Je suis diplômé de Sciences Po Paris, d’une école de commerce et en langues étrangères (anglais, allemand) ; j’ai démarré ma carrière dans un magazine financier spécialisé dans les fusions-acquisitions. Mais la bougeotte étant l’un de mes travers de prédilection, je suis parti à Londres au bout de quelques mois, en 1990. J’y suis devenu le correspondant de la Tribune, où je suis resté 15 ans. Quatre ans à Londres, quatre ans à Paris (mais avec beaucoup de voyages en Europe, en Asie, aux États-Unis), quatre ans à New York, et de nouveau trois ans à Paris, à partir de 2002, en tant que rédacteur en chef… Vous me suivez toujours ?.. J’ai quitté le journal en 2005 pour repartir à New York.
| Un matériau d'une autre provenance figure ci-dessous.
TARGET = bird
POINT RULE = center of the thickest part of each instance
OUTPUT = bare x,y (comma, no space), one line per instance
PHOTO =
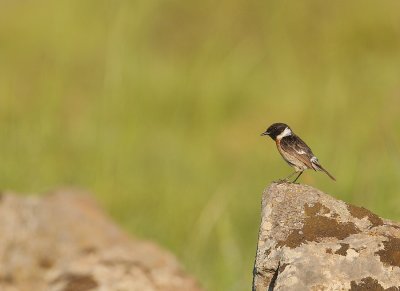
294,150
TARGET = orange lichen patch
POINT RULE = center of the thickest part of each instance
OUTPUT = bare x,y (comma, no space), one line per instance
343,250
361,212
316,227
370,283
390,254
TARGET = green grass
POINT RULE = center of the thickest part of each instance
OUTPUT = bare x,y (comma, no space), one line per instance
157,106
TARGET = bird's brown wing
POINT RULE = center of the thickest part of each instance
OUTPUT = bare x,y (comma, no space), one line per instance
295,147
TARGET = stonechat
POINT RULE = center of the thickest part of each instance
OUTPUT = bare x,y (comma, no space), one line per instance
294,150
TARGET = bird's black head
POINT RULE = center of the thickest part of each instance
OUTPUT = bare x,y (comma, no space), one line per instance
275,129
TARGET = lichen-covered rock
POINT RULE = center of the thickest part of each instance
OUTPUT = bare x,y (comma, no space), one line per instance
309,240
64,242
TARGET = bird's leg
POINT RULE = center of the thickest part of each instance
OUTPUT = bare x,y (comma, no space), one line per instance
297,177
286,179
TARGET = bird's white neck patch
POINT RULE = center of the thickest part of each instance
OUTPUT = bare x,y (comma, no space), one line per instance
284,133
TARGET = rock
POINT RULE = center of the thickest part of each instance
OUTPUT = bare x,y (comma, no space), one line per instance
64,242
309,240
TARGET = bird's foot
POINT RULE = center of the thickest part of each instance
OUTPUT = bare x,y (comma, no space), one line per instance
281,181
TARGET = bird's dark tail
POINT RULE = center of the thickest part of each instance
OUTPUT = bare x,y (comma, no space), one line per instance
318,167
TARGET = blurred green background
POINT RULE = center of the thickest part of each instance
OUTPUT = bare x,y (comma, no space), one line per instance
157,108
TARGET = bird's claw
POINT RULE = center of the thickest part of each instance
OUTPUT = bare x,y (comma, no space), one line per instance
281,181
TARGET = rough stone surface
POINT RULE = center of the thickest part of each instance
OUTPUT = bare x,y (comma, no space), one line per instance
64,242
309,240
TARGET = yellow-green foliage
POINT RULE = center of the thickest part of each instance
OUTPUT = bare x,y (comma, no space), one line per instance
157,106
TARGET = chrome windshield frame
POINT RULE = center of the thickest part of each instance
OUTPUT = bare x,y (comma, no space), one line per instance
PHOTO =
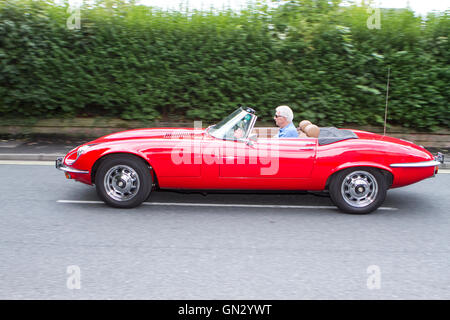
221,133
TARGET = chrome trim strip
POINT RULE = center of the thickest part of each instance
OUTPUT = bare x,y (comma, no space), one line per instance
60,166
423,164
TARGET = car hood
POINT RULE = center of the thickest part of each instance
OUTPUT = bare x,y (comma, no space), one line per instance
153,133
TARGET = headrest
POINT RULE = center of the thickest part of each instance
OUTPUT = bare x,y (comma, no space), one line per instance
302,125
312,131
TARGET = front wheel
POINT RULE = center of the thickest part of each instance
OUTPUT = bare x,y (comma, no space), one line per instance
123,181
358,190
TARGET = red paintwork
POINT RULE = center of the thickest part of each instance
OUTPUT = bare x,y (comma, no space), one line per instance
298,169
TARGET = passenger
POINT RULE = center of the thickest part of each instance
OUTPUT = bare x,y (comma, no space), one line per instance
301,128
283,119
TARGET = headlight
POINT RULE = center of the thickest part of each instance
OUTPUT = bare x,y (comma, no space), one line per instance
82,149
70,158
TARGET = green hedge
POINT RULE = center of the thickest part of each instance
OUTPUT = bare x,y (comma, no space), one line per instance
138,62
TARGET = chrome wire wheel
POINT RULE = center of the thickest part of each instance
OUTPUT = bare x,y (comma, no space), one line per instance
359,189
121,183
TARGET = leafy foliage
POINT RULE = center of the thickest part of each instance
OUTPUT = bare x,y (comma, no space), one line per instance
138,62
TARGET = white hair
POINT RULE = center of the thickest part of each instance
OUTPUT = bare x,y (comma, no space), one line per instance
286,112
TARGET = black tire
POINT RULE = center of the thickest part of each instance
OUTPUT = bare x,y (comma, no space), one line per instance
362,192
127,171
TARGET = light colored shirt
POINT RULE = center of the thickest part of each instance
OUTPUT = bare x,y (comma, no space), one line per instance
290,131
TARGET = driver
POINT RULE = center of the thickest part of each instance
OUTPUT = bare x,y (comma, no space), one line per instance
283,119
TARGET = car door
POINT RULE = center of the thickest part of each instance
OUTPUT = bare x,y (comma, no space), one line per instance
268,159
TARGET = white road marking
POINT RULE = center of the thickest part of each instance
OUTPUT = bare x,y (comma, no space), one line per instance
52,163
29,163
236,205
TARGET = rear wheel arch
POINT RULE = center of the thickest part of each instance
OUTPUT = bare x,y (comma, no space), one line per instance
98,162
387,174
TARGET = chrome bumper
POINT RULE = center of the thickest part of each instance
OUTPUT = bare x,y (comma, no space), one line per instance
59,164
438,160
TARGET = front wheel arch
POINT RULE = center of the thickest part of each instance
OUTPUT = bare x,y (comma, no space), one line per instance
106,156
369,179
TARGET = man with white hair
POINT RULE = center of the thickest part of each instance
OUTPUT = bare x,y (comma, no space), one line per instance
283,118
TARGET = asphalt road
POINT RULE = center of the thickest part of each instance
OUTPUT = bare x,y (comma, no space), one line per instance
218,252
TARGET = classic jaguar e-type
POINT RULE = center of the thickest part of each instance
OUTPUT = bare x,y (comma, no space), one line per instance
355,167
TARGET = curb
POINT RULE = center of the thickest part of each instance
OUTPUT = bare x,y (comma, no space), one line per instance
53,156
30,156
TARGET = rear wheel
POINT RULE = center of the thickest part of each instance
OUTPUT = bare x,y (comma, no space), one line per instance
358,190
123,181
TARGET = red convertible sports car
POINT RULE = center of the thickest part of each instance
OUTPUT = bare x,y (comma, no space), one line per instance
355,167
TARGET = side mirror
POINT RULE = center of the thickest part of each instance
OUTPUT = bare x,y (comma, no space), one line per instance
250,141
253,137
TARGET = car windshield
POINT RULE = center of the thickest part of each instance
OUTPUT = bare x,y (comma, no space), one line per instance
235,126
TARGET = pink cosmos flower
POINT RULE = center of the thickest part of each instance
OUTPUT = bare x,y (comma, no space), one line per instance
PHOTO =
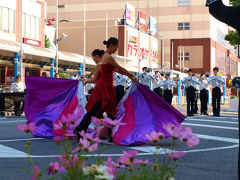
93,147
57,139
27,128
175,156
84,144
155,137
193,141
54,168
89,137
36,173
97,121
130,154
112,123
169,128
111,166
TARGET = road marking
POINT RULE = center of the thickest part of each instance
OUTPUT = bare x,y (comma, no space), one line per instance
10,152
139,154
16,140
210,126
12,121
217,138
207,120
150,149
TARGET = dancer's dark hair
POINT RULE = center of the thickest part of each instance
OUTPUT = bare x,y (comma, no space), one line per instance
98,52
111,40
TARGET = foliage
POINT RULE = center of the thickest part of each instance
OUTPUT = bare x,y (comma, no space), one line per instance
63,75
74,164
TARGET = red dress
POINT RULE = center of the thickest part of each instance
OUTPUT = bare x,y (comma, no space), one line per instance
104,92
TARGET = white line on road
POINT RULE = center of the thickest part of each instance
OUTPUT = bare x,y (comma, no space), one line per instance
210,126
217,138
16,140
3,122
207,120
10,152
114,155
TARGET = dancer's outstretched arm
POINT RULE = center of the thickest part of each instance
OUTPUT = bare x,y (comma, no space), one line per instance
120,69
96,75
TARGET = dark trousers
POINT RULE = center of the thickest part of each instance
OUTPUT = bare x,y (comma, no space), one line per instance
204,100
158,91
190,93
167,96
119,92
216,98
88,117
227,14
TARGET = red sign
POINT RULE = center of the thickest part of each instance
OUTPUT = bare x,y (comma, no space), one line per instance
32,42
142,21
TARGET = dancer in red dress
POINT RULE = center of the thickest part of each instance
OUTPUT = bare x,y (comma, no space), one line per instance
103,98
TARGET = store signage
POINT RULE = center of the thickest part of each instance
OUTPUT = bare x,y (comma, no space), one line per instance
32,42
130,14
142,20
153,26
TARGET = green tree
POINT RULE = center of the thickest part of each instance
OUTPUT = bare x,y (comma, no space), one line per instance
47,42
233,36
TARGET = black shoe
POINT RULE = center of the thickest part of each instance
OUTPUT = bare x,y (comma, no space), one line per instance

La bougeotte, je vous dis…

Pourquoi vous êtes-vous orienté vers le métier de journaliste ?

L’Amérique déjà ! J’avais dix neuf ans quand j’ai lu pour la première fois le livre de Bob Woodward et Carl Bernstein, « All the President’s men », à propos de l’affaire du Watergate. J’ai toujours quelque part ce vieux livre de poche abimé que je relis de temps en temps. Ce livre a eu une profonde influence sur moi, comme sur beaucoup d’autres bien sur. J’aime profondément voyager, écrire, raconter, et je me suis rapidement rendu compte que je ne pourrais pas faire autre chose.

Comment et pourquoi avez-vous rejoint BFMTV ?

Pour être parfaitement honnête, j’en étais venu à m’ennuyer à la Tribune. J’étais rédacteur en chef en charge des enquêtes. Je ne me voyais pas passer ma vie dans un bureau à lire les enquêtes des autres. J’ai pris un congé sabbatique et je suis reparti à New York. J’ai multiplié les contacts avant de partir et progressivement, après mon retour dans la Big Apple, une collaboration de plus en plus dense avec BFM TV s’est mise en place, jusqu’à ce que je devienne son correspondant à plein temps. Guillaume Dubois [ndlr : Directeur des programmes à BFM TV] m’a fait confiance, à moi qui n’étais pas du tout au départ un journaliste de télé. Je ne l’en remercierai jamais assez.

Jusqu’en septembre 2009 vous étiez correspondant pour BFMTV à New York. Avec l’affaire DSK vous signez votre retour dans la mégapole. Comment se sont passées ces retrouvailles avec Big Apple ?

Elles se sont d’autant mieux passées que ce n’étaient pas vraiment des retrouvailles (rires). Je retourne à New York plusieurs fois par an, DSK ou pas. J’en ai besoin. J’y ai passé huit ans de ma vie. J’y étais le 11 septembre et je crois que ce que j’y ai vécu à ce moment-là explique pour une bonne part mon attachement viscéral à cette ville. Sans compter… les Yankees (rires). Pendant la saison, pas question de passer par New York sans aller voir un match !

« Ce que je retiens du 11 septembre, c’est aussi le courage et la dignité des New Yorkais »

Thierry, le 11 septembre… 10 ans déjà ! Et il y a 10 ans vous étiez donc à New York. Comment aviez-vous vécu ce drame sur place ?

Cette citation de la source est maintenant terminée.